29.      O Estado decidiu recapitalizar a ILP através da subscrição pelo Ministro de ações ordinárias no montante de 2,3 mil milhões de euros, através de capital contingente no montante de 0,4 mil milhões de euros, e através de um investimento de «reserva» de 1,1 mil milhões de euros. O preço a pagar por cada ação era de 0,06345 euros, o que representava um desconto de 10% sobre o preço médio de mercado em 23 de junho de 2011. O cálculo do número de ações cuja emissão seria necessária como contrapartida dos 2,3 mil milhões de euros resultou na aquisição pelo Ministro de 99,2% da Sociedade. No entender da High Court: g) ao contrário do que alegaram os demandantes, o preço das ações àquela data não era o resultado de um falso mercado. O preço das ações tinha vindo a descer durante os anos precedentes e caiu drasticamente aquando da publicação dos resultados da PLAR e do PCAR. Isso ficou a dever‑se, provavelmente, ao facto de o mercado ter duvidado da capacidade da ILP para conseguir a recapitalização necessária de forma atrativa para os investidores.

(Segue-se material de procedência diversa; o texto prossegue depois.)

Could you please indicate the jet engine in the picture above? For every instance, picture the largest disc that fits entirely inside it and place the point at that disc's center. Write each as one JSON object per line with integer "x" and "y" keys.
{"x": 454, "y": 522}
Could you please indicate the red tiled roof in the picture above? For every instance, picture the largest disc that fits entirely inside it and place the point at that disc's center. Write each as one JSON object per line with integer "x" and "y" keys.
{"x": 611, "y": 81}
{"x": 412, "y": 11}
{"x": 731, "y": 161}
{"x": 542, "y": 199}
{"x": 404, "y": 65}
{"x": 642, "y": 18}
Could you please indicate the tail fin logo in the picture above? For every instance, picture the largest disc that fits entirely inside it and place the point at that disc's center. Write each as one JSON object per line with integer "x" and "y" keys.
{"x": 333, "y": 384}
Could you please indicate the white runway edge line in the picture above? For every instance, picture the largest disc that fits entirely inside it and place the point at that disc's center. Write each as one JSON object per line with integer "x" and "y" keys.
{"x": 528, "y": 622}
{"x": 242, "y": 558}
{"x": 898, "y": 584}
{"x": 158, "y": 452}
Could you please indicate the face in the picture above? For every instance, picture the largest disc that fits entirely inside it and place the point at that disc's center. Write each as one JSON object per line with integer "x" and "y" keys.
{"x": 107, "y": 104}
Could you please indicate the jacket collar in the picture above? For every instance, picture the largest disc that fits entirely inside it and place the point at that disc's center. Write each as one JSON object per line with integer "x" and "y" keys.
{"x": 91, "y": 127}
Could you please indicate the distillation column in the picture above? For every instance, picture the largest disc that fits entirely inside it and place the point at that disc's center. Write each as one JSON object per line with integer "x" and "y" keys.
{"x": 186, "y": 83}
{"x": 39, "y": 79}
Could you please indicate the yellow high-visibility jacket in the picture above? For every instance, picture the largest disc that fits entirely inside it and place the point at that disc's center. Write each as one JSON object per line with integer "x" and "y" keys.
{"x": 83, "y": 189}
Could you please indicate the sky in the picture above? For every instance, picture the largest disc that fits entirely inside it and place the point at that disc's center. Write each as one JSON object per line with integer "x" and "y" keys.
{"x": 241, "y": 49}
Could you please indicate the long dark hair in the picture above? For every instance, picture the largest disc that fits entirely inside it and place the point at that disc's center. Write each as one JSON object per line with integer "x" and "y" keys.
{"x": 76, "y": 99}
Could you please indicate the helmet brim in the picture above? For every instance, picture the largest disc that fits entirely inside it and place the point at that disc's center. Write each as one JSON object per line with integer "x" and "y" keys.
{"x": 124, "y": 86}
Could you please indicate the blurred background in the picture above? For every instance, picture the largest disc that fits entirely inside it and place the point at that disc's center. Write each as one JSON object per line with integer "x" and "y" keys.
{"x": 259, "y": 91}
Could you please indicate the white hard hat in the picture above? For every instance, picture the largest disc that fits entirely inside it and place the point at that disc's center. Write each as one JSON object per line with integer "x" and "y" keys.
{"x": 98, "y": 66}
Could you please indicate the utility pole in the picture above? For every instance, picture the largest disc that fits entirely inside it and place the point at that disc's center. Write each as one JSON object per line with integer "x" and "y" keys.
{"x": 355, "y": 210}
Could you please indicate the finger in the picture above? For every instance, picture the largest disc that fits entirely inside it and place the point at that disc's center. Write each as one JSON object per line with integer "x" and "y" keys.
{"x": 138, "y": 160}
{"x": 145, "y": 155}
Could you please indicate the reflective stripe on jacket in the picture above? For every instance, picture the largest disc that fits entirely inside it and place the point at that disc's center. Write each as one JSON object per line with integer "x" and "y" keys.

30.      A Comissão aprovou, ao abrigo das regras em matéria de auxílios estatais, o resgate e recapitalização da ILP através do investimento estatal (8). Para efeitos da Diretiva 2004/25/CE, a operação foi igualmente aprovada pela autoridade nacional competente (9).

31.      A proposta do Ministro foi apoiada pelo conselho de administração da ILP, que considerou que esta não dispunha de qualquer outra alternativa para conseguir a recapitalização necessária. A AGE foi convocada para aprovação das deliberações necessárias. Todavia, a proposta estatal não foi aceite pelos acionistas com direito de voto na AGE, que preferiam explorar outras vias de obtenção do capital necessário e que deram ao conselho de administração instruções para obter uma prorrogação do prazo para a recapitalização.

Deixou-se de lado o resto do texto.